Altun," Türkiye’nin bin bir emekle bugünlere getirdiği demokratik siyaseti, milli egemenliği, bağımsızlık iradesini baltalamaya çalışan FETÖ ve diğer terör örgütlerine karşı zihinsel alanda da mücadelemizi sürdüreceğiz. Yaratmaya çalıştıkları algılarda boğulacaklar. Hakikate yenilecekler." diye konuştu.
"VATANI TERÖR ÖRGÜTLERİNE, İŞBİRLİKÇİLERİNE TESLİM ETMEYECEĞİZ"
Altun şunları kaydetti:
"FETÖ’nün darbe girişimlerini, operasyonlarını, saldırılarını ve gerçek yüzlerini tüm dünyaya anlatmak için çalışmaya devam edecek, şehitlerimizin ve gazilerimizin hukukunu sonuna kadar koruyacak, bu vatanı terör örgütlerine, onların hamilerine, işbirlikçilerine teslim etmeyeceğiz"
17- 25 ARALIK'DA NE OLDU?
Terör örgütü elebaşı Fetullah Gülen'den talimat alan örgüt üyeleri, 17-25 Aralık 2013'te karanlık operasyonlarını uygulamaya başladı.

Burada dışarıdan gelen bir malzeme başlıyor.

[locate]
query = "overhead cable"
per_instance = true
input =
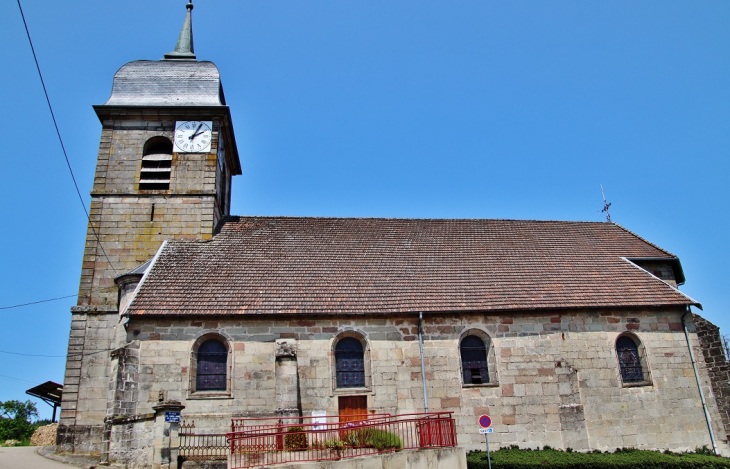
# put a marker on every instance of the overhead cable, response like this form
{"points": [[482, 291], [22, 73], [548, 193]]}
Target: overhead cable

FETÖ'nün kumpası, kısa bir süre sonra ters tepti, emniyet ve yargıdaki FETÖ üyeleri meslekten uzaklaştırıldı. 17-25 Aralık 2013, örgütle mücadelede adeta milat oldu, 1970'li yıllardan itibaren devletin önemli kurumlarına sızmaya başlayan FETÖ ile her alanda kararlı bir mücadeleye girişildi.
MİT KUMPASIYLA İLK ADIM ATILDI
17-25 Aralık operasyonlarının tohumu, FETÖ mensuplarınca 2012 yılında atıldı. O dönem Başbakan olan Cumhurbaşkanı Recep Tayyip Erdoğan ve hükümete yönelik kumpas için 7 Şubat 2012'de harekete geçen FETÖ'nün yargıdaki üyeleri, MİT Müsteşarı Hakan Fidan dahil 5 kişiyi, kapatılan Özel Yetkili İstanbul Cumhuriyet Başsavcıvekilliğine ifadeye çağırdı.

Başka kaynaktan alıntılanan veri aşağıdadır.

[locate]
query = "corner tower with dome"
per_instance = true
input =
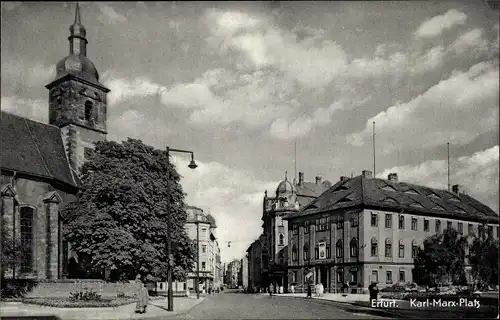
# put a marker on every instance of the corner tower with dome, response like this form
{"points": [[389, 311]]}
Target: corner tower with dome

MİT kumpası için o dönem başbakanlık görevinde bulunan Cumhurbaşkanı Recep Tayyip Erdoğan'ın ameliyata girmesini bekleyen örgüt üyelerinin planları, ameliyatın gecikmesiyle altüst oldu.
İfadeye çağrılma olayına ilişkin bilgilendirilen Erdoğan, Hakan Fidan'a ifade vermeye gitmemesini söyleyerek kumpası bozdu. MİT kumpasını planlayan ve soruşturmayı yürüten savcı ve emniyet müdürleri görevden alındı.
MİT kumpasında başarısız olan FETÖ, bu kez 17-25 Aralık kumpası için harekete geçti.
Örgüt mensubu özel yetkili savcılar, soruşturmanın konusu özel yetkili savcılıkların baktığı bir alan olmamasına rağmen, 6 Mart 2012’de "ihaleye fesat karıştırma" suçlamasıyla soruşturma açtı. Kanuna aykırı olarak başlanan soruşturma kapsamında, yasa dışı birçok telefon dinlemesi yapıldı.
Örgüt mensupları tarafından "ihaleye fesat karıştırma" iddiasıyla yürütülen soruşturmanın fezlekesinde Yasin El Kadı'nın terör örgütü finansörü gibi gösterildiği, Başbakan ile hükümette görev alan bakanların da bu kişiyle irtibata geçtiği algısı oluşturuldu.
17-25 Aralık 2013'e kadar birçok dinleme kararı verildi. Haklarında soruşturma yapılması kanunen izne tabi olan veya mümkün olmayan Başbakan, bakan ve üst düzey devlet idarecileri dolaylı olarak dinlemeye alınırken, bunlar tape haline getirildi. Böylece bu kişiler, şüpheli olmadıkları dosyaya eklendi.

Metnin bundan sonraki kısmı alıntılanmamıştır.